Sharp

Übernahme perfekt: Foxconn und Sharp segneten den Milliardendeal nach monatelangen Verhandlungen am Mittwoch ab. - Bild: Sharp

Der angeschlagene japanische Traditionskonzern verkauft neue Aktien für 389 Milliarden japanische Yen oder umgerechnet rund 3,1 Milliarden Euro an die Foxconn Technology Group.

Foxconn will eigenen Angaben zufolge 88 Yen je Stammaktie von Sharp zahlen, was deutlich unter dem früheren Angebot von 118 Yen liegt. Der gesamte Preis für Sharp könnte sich später abhängig von der Anzahl der Vorzugsaktien noch erhöhen, die Foxconn von Sharps Gläubigerbanken kaufen will.

Sharp leidet seit längerem unter dem Preisverfall bei Smartphone-Bildschirmen. Das Unternehmen ist in weniger als vier Jahren zwei Mal von seinen Kreditgebern gerettet worden und hat hohe Schulden. Der Übernahme durch den Auftragsfertiger Foxconn hatte Sharp bereits grundsätzlich zugestimmt. Nach Bekanntwerden neuer Risiken traten die Chinesen zuletzt jedoch auf die Bremse und baten sich mehr Zeit aus, um die Übernahme zu prüfen.

Der Deal kann als Erfolg für die taiwanische Foxconn gewertet werden. Der Zulieferer des iPhone-Herstellers Apple bemüht sich darum, seine Produktpalette zu verbreitern.

Foxconn fertigt schon heute die meisten iPhones und liefert einige Komponenten wie zum Beispiel die Metallgehäuse.
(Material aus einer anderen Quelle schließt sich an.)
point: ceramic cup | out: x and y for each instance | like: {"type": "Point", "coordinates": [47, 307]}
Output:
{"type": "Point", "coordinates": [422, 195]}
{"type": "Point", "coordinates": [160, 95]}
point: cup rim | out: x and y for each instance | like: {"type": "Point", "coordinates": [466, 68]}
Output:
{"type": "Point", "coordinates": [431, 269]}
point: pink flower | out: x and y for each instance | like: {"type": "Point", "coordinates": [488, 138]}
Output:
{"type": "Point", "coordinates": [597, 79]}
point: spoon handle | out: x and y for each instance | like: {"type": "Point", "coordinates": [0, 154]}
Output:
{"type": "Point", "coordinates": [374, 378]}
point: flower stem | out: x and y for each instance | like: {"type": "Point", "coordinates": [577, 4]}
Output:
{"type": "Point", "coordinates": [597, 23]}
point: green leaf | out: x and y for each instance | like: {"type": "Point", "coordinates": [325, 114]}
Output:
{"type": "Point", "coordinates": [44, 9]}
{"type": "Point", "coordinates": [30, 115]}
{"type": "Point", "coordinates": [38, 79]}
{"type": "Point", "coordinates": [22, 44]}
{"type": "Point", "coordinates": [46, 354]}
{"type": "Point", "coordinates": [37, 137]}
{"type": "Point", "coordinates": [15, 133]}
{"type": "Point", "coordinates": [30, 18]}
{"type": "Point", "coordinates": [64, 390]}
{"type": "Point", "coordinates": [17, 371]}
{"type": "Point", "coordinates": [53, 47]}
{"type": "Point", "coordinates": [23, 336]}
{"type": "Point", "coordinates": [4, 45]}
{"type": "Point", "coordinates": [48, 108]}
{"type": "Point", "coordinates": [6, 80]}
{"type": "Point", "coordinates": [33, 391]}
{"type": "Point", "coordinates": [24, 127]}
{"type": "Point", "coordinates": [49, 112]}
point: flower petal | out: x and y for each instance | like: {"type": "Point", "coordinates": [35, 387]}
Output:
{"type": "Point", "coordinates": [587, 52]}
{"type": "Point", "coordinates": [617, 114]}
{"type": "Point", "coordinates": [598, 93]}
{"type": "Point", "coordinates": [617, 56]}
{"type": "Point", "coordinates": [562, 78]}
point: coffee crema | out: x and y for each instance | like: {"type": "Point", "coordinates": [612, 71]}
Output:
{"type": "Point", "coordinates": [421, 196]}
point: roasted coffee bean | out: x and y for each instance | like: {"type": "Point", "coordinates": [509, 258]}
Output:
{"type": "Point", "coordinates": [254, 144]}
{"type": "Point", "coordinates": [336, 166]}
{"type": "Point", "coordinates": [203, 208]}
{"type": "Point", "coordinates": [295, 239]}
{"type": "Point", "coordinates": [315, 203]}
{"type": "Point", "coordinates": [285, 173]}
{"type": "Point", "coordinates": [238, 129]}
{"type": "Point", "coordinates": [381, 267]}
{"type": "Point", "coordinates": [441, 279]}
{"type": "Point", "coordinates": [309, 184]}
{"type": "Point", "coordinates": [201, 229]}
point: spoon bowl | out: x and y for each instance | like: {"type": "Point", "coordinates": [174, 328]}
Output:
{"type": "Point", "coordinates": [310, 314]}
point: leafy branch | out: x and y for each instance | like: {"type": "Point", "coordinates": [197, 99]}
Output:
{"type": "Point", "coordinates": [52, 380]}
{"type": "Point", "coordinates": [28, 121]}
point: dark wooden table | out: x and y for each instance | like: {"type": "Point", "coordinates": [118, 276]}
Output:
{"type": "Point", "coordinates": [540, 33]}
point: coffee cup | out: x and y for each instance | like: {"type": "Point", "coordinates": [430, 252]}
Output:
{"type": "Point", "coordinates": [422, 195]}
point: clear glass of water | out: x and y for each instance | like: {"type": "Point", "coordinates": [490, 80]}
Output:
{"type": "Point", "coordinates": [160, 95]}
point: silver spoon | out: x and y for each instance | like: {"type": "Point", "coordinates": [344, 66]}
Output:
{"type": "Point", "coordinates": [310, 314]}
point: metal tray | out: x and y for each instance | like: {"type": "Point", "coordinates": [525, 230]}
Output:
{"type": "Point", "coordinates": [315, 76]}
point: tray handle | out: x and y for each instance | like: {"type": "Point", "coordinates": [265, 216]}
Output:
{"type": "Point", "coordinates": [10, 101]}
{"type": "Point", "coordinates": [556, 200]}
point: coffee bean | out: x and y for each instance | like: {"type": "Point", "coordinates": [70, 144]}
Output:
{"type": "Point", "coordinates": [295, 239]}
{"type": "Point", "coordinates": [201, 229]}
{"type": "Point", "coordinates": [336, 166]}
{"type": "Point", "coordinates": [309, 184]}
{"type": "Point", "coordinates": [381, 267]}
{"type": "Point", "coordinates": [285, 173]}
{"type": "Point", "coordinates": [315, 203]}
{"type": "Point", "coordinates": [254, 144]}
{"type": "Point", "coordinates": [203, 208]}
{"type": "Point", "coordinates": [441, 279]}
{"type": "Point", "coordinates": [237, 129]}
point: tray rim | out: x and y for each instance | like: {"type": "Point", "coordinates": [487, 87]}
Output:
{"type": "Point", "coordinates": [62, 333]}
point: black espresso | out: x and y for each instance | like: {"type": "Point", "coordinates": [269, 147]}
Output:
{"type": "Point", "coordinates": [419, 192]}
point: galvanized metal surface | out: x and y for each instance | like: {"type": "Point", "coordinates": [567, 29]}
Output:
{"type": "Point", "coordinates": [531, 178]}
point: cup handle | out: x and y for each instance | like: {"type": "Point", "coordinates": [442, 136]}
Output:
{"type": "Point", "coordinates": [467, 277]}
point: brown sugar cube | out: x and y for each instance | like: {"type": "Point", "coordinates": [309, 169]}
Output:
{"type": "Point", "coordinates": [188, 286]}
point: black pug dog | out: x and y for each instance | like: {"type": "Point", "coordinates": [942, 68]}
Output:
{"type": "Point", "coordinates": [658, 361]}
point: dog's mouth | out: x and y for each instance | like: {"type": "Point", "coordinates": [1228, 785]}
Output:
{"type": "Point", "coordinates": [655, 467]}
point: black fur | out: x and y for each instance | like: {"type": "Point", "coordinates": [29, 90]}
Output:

Der Konzern will aber auch die Displays für die iPhones liefern, da diese die teuersten Teile der Geräte sind und höhere Gewinnmargen einspielen als die einfache Fabrikarbeit. Sharp ist einer der Bildschirmlieferanten für Apples iPhones. Entsprechend kann Sharps Display-Technologie Foxconn dabei helfen, in der Bildschirmherstellung Fuß zu fassen und die Abhängigkeit von der Auftragsfertigung zu reduzieren.